“How much to take me to the airport?”
“6000 shillings.”
“I’ll give you 3000 shillings.”
“O.K., 4000 shillings, let’s go.”
“NO! 3000 shillings, do you want it or not?”
“O.K. O.K. 3500 shillings, we go now.”
“FUCK OFF!”
“O.K. 3000 shillings, lets go.”
I got in the taxi.
It is amazing how much better your negotiating skills become the longer you travel and the more comfortable you become in a foreign environment. With this small cost-of- a-ride victory under my belt, I was finally on my way to the airport in Zanzibar, Tanzania. I was beginning a travel day, which would be more than twenty-four hours long if all went well. I had spent almost four days and $50.00 in phone calls with the Lufthansa office in Dar Salaam. (This brings up a notable point. No matter how good a company is in the Western world, plan on them being just like everybody else in the Third World.)
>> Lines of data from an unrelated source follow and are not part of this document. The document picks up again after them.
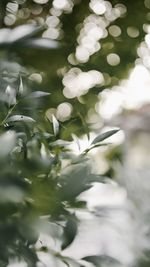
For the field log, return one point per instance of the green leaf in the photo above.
(40, 43)
(20, 89)
(19, 118)
(104, 136)
(55, 125)
(37, 94)
(70, 231)
(102, 260)
(10, 96)
(7, 143)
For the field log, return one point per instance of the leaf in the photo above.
(40, 43)
(103, 136)
(102, 260)
(55, 125)
(7, 143)
(37, 94)
(70, 231)
(20, 89)
(74, 181)
(10, 96)
(23, 32)
(19, 118)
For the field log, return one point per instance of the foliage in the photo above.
(40, 176)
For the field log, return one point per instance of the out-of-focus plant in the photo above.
(45, 99)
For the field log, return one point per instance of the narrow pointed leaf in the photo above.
(19, 118)
(55, 125)
(20, 89)
(104, 136)
(37, 94)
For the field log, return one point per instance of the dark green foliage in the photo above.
(40, 176)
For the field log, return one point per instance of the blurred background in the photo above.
(92, 58)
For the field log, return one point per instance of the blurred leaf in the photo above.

According to the office in Dar Salaam, everything was taken care of and they would have my new ticket waiting for me in Nairobi with only a four hour layover, completely re-routed to London. All I needed to do was pay my $75.00 re-route fee and everything would be O.K. Being a muzungu, (Swahili for white man), who had seen just how efficient African commerce and communication really wasn’t, combined with an expired, used up, single-entry visa for Kenya, along with the complete assurance of the travel agent who sold me the flight from Zanzibar–the same man you could ask if you could shove a lit stick of dynamite up his ass and he would always reply with the same answer, no problem Bwana, (Swahili for Sir), the world will end tomorrow, your head is on fire, you don’t understand a word I say, the dog is nailed to the wrong side of the door, the response was always the same, ‘No Problem, Bwana’–my landing in and sorting out of my ticket in the most corrupt east African nation of Kenya should make for an interesting afternoon.